From DPWiki
Jump to navigation Jump to search

The Latin-1 Palette

Click Guiguts Tb-latin1.png in the toolbar or use Help> Latin-1 Chart to open a small palette displaying the special characters of the Latin-1 set. Click on a character in the palette to insert either the character or its HTML entity at the insertion point.

The Unicode Menu, Lookup, and Search

You can access Unicode characters in three ways.

The Unicode Menu

Single-click Unicode in the menu bar to open a long menu listing blocks of characters. The list is ordered alphabetically by the titles of the blocks. (This menu may extend off the bottom of the screen. In Windows you can scroll it to see all entries; the last one is "Unified Canadian Aboriginal Syllabics." In Linux and OS X it does not scroll and you cannot reach all entries. A simple way to work around this bug is to open the guiguts.pl file in a text editor and comment out all the languages that you cannot imagine working with. This will make the list considerable shorter.)

Click on one of the block names to open a palette displaying the characters in that block. If the font you are using does not contain certain characters, those characters display as blanks or empty boxes. Hover the mouse over a character; a "tool tip" pops up listing the official caption and decimal and hex values of that character. Click the character to insert it in the document. At the top of a palette you can select whether the palette will insert the Unicode character itself, or the HTML entity for it.

Support for the feature of pop-up tool tips in the Unicode palettes can make the palettes slow to load the first time each is used. You can disable the feature by changing the name of the file Unicode in the Guiguts folder to any other name.

When scanning the menu for a character by its number, notice that the menu lists blocks by their hexadecimal, not decimal, value. The code for a left double quotation mark, &#8220, is found at 201C, not at 8220.

Unicode Lookup by Ordinal

Guiguts UC lookup.png

You can also search for a Unicode character by its ordinal number, if you know it. Select Help>UTF Character Entry to open the search dialog. Select either the Hex or Decimal switch and enter the ordinal value of the character. The character itself is displayed. When you click OK, the character is inserted in the document at the insertion point.

Unicode Search by Name

You can search for Unicode characters using keywords from their captions. Select Help>UTF Character Search to open this dialog:

Guiguts UC search.png

Enter one or more keywords in the search field. All Unicode characters having those keywords in their standard captions are listed. You can then:

  • Left-click on the displayed character to insert it in the document.
  • Right-click (Mac: ctl-click) on the character to put it in the copy buffer so you can paste it anywhere.
  • Left-click on the caption text to open a palette showing the numeric block containing that character.

Unicode Reference Sources

If you do not know the name or ordinal of a Unicode character you can search using Alan Wood's page or using the official site.

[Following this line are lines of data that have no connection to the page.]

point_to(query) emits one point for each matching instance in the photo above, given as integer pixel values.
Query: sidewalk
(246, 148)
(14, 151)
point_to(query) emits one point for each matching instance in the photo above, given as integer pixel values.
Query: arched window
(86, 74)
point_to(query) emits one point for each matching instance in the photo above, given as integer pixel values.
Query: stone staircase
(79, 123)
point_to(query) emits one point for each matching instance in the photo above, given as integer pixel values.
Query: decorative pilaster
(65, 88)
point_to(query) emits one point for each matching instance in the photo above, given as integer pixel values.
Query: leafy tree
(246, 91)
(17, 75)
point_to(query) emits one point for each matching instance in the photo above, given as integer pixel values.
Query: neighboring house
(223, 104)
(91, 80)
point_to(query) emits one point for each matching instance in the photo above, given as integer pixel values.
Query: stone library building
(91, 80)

Guiguts does not provide the entire gamut of Unicode symbols. For a table of all Unicode available through the Guiguts menu, open Thundergnat's page in a separate window (it may take some time to load). Characters that are not in the serif font used by your browser display as empty boxes.

Unicode and File Format

When the document contains even one Unicode character outside of Latin-1 (that is, any multi-byte character), Guiguts will save the file as a UTF-8 file. Any other text editor that is compatible with UTF-8 should open the file correctly. If you remove all multi-byte characters from a document, it is next saved as Latin-1.

Guiguts at this time requires the Aspell spelling checker version 0.5, which does not handle Unicode. Spell-checking may not work right at least for words containing multi-byte characters.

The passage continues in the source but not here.